CMS also agreed to two other major changes in the year 2017 requirements that apply to all physicians, not just those in small practices. The AMA recommended that 2017, which is the first measurement year for MIPS, be treated as a transitional year so that as few physicians as possible will face MIPS penalties in 2019.
In response, CMS established the "Pick Your Pace" approach. This means that any physician who reports just one measure for one patient at any time during 2017 is guaranteed to avoid a 2019 penalty. As a result, 90% of physicians in practices of fewer than 10 clinicians will have either a neutral or positive payment adjustment in 2019.
We also asked CMS to postpone the cost component of MIPS and give it a zero weight because much of the work that will be needed for appropriate cost measurement has not yet been completed. CMS agreed.

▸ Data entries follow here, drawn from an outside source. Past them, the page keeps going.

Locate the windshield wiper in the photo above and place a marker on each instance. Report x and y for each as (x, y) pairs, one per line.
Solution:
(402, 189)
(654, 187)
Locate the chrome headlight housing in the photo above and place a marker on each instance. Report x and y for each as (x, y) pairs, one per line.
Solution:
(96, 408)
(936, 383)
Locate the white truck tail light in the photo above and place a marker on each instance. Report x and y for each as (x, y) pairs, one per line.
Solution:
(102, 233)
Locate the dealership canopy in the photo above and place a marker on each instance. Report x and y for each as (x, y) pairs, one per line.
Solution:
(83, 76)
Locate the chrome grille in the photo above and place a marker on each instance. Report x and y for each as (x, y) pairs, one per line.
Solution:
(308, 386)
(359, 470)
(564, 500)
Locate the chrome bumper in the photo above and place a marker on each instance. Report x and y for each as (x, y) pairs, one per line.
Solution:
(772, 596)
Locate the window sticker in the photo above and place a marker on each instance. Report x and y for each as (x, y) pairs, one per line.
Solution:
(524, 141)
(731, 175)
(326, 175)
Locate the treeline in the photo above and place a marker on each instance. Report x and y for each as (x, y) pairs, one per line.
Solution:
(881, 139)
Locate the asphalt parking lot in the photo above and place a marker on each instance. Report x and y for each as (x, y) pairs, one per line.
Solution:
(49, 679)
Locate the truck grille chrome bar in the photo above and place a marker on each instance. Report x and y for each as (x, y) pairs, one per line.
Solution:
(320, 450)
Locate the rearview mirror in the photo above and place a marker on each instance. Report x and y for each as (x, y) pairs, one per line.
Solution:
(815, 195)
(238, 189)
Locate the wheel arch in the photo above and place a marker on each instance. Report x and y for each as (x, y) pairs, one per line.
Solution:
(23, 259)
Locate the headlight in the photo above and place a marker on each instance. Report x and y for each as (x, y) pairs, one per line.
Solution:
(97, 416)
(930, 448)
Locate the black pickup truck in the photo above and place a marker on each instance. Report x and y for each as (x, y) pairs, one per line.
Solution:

Although the final rule for MIPS adopted many AMA recommendations for year one, it left future policies to be determined later. We are continuing to work for additional changes to help small and rural practices in future years, such as allowing physicians to join together and participate through virtual groups.
We are also urging CMS to maintain a flexible, transitional approach in 2018 similar to the approach that it adopted for 2017 to help physicians avoid penalties and maximize their opportunities for success in MIPS.
Coming back to the Quality Payment Program's two pathways, besides MIPS, the other pathway is participation in alternative payment models, including patient-centered medical homes.
There are two ways for participation in alternative models to help physicians. Physicians can earn 5% annual bonus payments for up to 6 years and be exempt from MIPS altogether if they participate in alternative payment models that meet certain criteria established by CMS. Other models that do not meet these criteria can increase physicians' MIPS scores.
As with MIPS, the AMA's response to CMS' alternative payment model proposals successfully urged more accommodations for physicians in small practices. For example, CMS had only proposed to recognize medical homes accredited by one of four national organizations, but in its final regulation, CMS agreed to recognize medical homes certified by state and local bodies, private payers, and others. Participants in these medical homes receive full credit in the Improvement Activities category.
The Quality Payment Program is intended to promote physician participation in a variety of alternative payment models, but initial proposals allowed very few physicians to be counted as participants in qualified models.
CMS is now allowing more primary care practices to join the Comprehensive Primary Care Plus model, however, and it is offering a new accountable care organization model starting in 2018. The AMA is also urging Medicare to adopt proposals from medical societies for physician-focused payment models so that this pathway will be a viable option for more physicians, including those in small practices.